Finance Secretary Carlos G. Dominguez III, in a statement on Monday (April 27), said the DOF would proposed to Congress a longer net operating loss carry-over (Nolco) of five years for losses incurred in 2020, the height of the COVID-19 pandemic.
“This means that a small business’ losses this year may be deducted from their income for up the the next five years for tax purposes,” said Dominguez.
He said the purpose was to give small businesses more time to recoup losses incurred because of COVID-19 lockdowns.
Under the Tax Code, Nolco applies to only three taxable years. The amendment would add two years.
Dominguez said the Tax Code provided that net operating losses, which are not offset as tax deduction, would now be “carried over as a deduction from gross income for the next three taxable years immediately following the year of such loss.”
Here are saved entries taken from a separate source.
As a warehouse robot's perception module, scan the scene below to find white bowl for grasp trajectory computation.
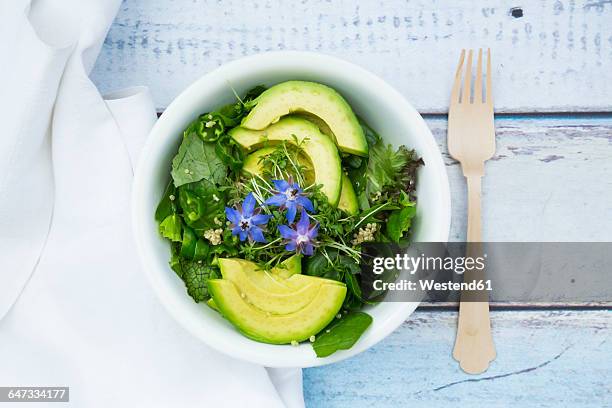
[132,52,451,367]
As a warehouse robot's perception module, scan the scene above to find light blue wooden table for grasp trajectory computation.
[92,0,612,407]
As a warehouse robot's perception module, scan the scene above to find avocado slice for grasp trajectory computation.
[229,117,342,206]
[208,279,346,344]
[242,147,315,185]
[338,173,359,215]
[242,81,368,156]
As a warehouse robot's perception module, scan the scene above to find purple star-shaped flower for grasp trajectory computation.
[278,210,319,255]
[225,193,271,243]
[264,178,314,224]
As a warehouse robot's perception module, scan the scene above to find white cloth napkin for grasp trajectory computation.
[0,0,304,408]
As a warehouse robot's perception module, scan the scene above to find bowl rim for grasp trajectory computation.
[131,51,451,367]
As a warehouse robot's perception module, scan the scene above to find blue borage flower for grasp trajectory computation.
[264,177,314,224]
[278,210,319,255]
[225,193,271,243]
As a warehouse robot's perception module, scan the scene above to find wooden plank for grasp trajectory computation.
[304,311,612,408]
[93,0,612,113]
[427,115,612,242]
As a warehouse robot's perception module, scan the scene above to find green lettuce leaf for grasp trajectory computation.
[159,214,183,242]
[312,312,372,357]
[171,133,227,187]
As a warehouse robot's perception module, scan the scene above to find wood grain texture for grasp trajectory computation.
[93,0,612,113]
[427,116,612,242]
[304,311,612,408]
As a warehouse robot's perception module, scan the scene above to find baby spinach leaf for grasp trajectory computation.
[312,312,372,357]
[159,214,183,242]
[387,203,416,243]
[171,133,227,187]
[181,260,213,302]
[155,182,176,222]
[181,227,198,259]
[366,140,409,195]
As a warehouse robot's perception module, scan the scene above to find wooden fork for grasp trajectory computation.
[448,49,496,374]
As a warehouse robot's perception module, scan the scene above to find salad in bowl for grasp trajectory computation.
[155,80,423,357]
[133,52,450,367]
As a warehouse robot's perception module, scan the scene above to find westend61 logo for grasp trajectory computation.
[372,254,487,275]
[364,253,493,294]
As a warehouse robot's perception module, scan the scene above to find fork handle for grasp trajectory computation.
[453,175,496,374]
[466,175,482,242]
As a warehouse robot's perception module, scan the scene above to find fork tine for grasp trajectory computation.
[474,48,483,103]
[451,50,465,105]
[461,50,474,103]
[485,48,493,106]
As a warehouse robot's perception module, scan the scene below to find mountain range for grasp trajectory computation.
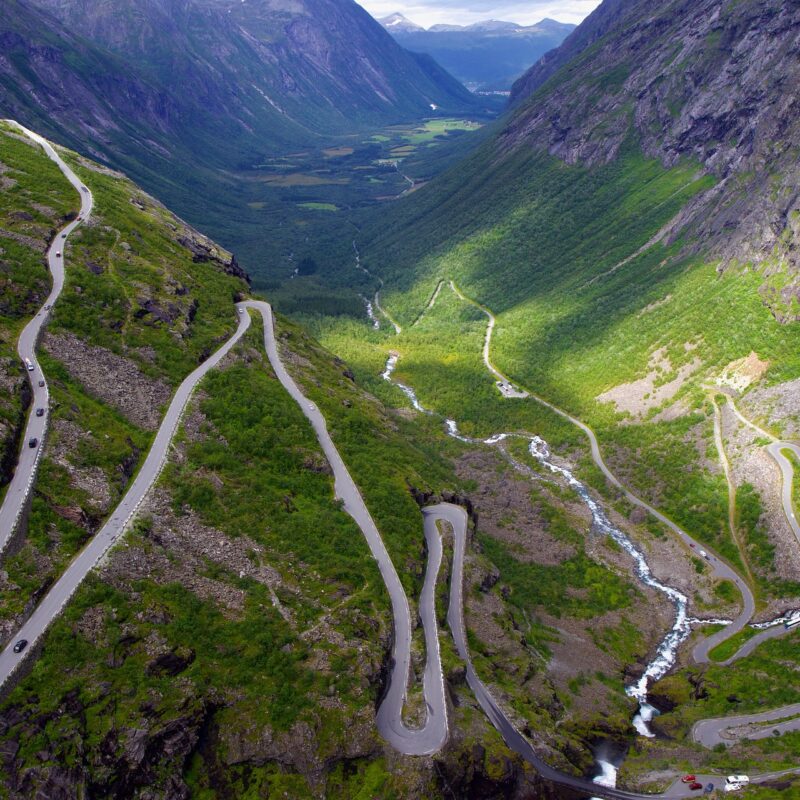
[378,13,575,91]
[0,0,800,800]
[0,0,478,258]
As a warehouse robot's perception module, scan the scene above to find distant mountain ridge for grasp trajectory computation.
[506,0,800,310]
[378,12,575,90]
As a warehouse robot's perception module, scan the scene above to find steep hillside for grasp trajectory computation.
[0,124,247,639]
[379,14,575,91]
[506,0,800,312]
[17,0,473,148]
[0,126,680,800]
[342,2,800,620]
[0,0,483,288]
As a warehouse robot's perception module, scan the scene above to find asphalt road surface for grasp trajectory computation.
[242,301,447,755]
[726,392,800,544]
[0,129,800,800]
[450,281,756,663]
[692,703,800,747]
[0,313,250,686]
[0,120,93,555]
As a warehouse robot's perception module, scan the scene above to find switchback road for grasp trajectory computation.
[0,120,94,555]
[0,313,250,687]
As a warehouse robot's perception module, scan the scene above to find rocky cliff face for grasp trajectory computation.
[20,0,473,140]
[501,0,800,319]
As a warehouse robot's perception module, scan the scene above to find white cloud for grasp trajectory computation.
[360,0,600,28]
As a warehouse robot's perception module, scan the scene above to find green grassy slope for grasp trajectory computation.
[346,133,800,591]
[0,127,247,639]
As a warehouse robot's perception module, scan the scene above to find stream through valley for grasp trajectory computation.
[381,353,712,786]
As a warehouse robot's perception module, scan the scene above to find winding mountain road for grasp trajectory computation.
[0,131,800,800]
[725,392,800,544]
[242,300,447,755]
[450,281,756,663]
[0,306,250,687]
[0,120,94,556]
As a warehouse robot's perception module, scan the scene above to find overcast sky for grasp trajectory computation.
[357,0,600,28]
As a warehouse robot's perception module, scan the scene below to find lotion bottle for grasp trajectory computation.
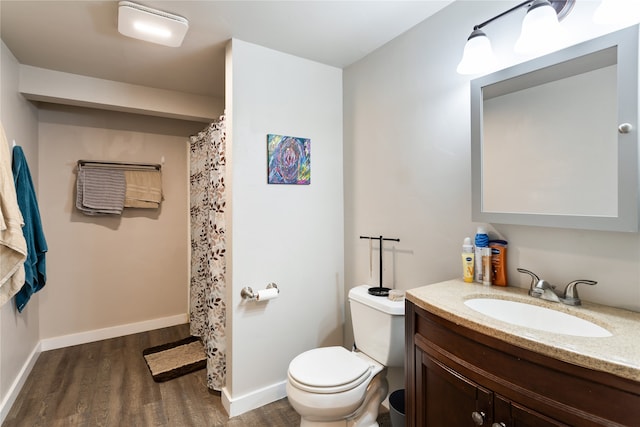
[462,237,475,283]
[475,227,489,283]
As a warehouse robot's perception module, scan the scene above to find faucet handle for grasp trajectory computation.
[517,268,540,295]
[563,279,598,305]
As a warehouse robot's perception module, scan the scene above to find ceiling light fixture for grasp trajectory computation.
[457,0,575,74]
[118,1,189,47]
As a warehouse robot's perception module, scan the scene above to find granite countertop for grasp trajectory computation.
[406,280,640,381]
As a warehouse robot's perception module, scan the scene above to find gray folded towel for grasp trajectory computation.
[76,166,126,215]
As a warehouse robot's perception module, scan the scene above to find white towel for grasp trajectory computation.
[0,123,27,305]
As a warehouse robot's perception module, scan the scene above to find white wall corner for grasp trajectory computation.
[0,342,42,424]
[40,313,189,351]
[221,381,287,418]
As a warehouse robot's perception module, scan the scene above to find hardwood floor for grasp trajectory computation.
[2,325,390,427]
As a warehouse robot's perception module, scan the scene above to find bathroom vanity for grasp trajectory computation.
[405,280,640,427]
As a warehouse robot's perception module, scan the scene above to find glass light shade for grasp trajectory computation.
[593,0,640,27]
[456,30,496,74]
[514,0,568,54]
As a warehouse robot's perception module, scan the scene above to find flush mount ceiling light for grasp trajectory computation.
[118,1,189,47]
[457,0,575,74]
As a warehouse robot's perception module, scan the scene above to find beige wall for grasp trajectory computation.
[39,104,204,339]
[0,43,40,419]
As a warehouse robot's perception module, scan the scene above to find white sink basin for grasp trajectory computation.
[464,298,611,337]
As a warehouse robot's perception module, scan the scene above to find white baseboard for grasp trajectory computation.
[0,313,189,424]
[221,381,287,417]
[0,343,42,424]
[40,313,189,351]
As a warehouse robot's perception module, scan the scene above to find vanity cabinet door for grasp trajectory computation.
[418,352,493,427]
[492,394,569,427]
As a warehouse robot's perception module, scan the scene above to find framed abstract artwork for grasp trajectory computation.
[267,134,311,185]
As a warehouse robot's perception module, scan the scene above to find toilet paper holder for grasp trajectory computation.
[240,283,280,301]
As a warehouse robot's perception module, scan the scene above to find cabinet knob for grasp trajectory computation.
[618,123,633,133]
[471,411,485,426]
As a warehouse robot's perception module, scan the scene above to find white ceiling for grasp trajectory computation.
[0,0,452,97]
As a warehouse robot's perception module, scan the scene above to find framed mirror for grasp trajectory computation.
[471,26,638,231]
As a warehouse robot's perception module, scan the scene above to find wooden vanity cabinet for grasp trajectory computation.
[405,300,640,427]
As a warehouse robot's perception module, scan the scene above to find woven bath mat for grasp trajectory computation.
[142,337,207,382]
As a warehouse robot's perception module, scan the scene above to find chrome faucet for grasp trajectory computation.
[518,268,598,305]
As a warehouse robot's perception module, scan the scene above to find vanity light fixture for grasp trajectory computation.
[457,0,575,74]
[118,1,189,47]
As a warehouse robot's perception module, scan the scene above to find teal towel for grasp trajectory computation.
[11,146,47,312]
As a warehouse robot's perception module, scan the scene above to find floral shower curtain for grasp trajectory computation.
[189,116,226,391]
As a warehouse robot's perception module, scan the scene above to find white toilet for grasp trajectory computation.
[287,285,404,427]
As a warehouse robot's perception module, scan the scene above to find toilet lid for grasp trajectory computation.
[289,347,371,390]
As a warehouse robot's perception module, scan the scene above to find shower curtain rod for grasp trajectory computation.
[78,160,162,170]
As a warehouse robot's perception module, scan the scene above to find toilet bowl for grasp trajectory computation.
[286,286,404,427]
[287,347,389,427]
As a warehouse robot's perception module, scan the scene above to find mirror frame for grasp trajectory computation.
[471,25,640,232]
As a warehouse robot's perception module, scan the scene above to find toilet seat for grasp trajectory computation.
[288,346,373,394]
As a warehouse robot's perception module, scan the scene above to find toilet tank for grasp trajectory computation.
[349,285,404,367]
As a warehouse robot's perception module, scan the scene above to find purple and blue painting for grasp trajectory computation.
[267,134,311,185]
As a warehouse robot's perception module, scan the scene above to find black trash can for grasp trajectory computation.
[389,389,404,427]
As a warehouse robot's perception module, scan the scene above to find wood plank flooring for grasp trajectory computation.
[2,325,391,427]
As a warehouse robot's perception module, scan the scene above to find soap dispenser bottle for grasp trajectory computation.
[462,237,475,283]
[474,226,490,283]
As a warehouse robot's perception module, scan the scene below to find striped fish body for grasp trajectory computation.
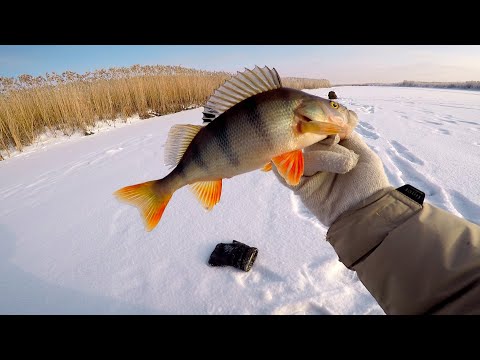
[171,88,326,186]
[114,67,358,231]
Dominguez said the DOF’s estimates place losses of small businesses, forced to close by the lockdowns, at P465.3 billion in 2020 alone.
Those operating with skeletal workforces, he said, were likely to suffer at least P4.3 billion in losses.
If Congress agreed to the longer Nolco period, Dominguez said the government was capable of absorbing up to P139.6 billion in forgone tax revenue from 2021 to 2025.
Dominguez said the Nolco coverage extension was similar to tax relief measures being enforced in the United States and China.